# Statistics: Validation

Good source: Harrell, F. E., (2001) Regression Modeling Strategies. Springer. pp 99ff

## Purpose of validation

To assess how model is likely to fit new data (population?). We can tell how well it fits the data set being analyzed but too complex a model might just be fitting random aspects of the data being analyzed. In other words we want to fit signal and not noise.

We need a measure of predictive accuracy that is not biased by overfitting.

3 causes of failure to validate:

1. overfitting
2. changes in measurement methods, definitions of variables
3. changes in subject inclusion criteria

Modes of model validation:

1. internal: use analyzed data
2. external: use new data or data splitting
See val.prob and val.surv in Design

Measures:

1. R2: good but biased
2. adjusted R2: unbiased but only if model prespecified -- not for selected models, i.e. okay if p is honest and includes all variables ever examined (formally or informally)

Two aspects of predictive accuracy that need to be assessed:

1. Calibration or reliability: ability of model to make unbiased estimates of outcomes
2. Discrimination is ability to separate subject's outcomes

First aspect (sec of 4.5 of Harrell) Beta(Y,Yhat) = 1 on fitted data but Beta(Y,Yhat) < 1 on new data.

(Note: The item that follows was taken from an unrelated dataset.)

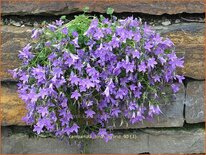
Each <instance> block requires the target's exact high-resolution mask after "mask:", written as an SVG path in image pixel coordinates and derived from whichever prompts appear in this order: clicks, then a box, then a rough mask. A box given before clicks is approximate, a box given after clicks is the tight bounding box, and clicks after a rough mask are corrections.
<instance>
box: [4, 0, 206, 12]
mask: <svg viewBox="0 0 206 155" xmlns="http://www.w3.org/2000/svg"><path fill="white" fill-rule="evenodd" d="M85 6H88V7H89V8H90V10H89V11H90V12H100V13H105V12H106V9H107V8H108V7H112V8H114V10H115V12H116V13H121V12H141V13H147V14H155V15H161V14H165V13H167V14H177V13H183V12H187V13H204V1H202V0H197V1H189V2H187V1H144V0H140V1H134V0H130V1H126V2H125V1H117V0H110V1H107V2H106V3H105V2H104V1H95V2H94V1H83V0H77V1H58V2H55V1H51V2H49V3H47V2H46V1H35V2H23V1H22V2H19V1H16V0H10V1H3V2H2V14H3V15H25V14H26V15H28V14H54V15H60V14H70V13H78V12H80V11H82V10H83V8H84V7H85Z"/></svg>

Example: 10 sample of sized 50 from iid N(.5, 1)
Beta(Y,Yhat) = 1 on data but Beta(Y,Yhat) = 0 on new data.
Let γ is
van Houwelingen and le Cessie: $\hat{\gamma}=\frac{model \chi^2 - p}{model \chi^2}$
For ordinary linear model $\hat{\gamma}=\frac{n-p-1}{n-1}\frac{R^2_{}adj}{R^2}$

where $1 - R^2_{adj}= (1 - R^2) \frac{n-1}{n-p-1}$ leading to $\hat{\beta}^s_0=(1-\hat{\gamma})\bar(Y) + \hat{\gamma}\hat{\beta}_0$ and $\hat{\beta}^s_j=\hat{\gamma}\hat{\beta}_j, j= 1,...p$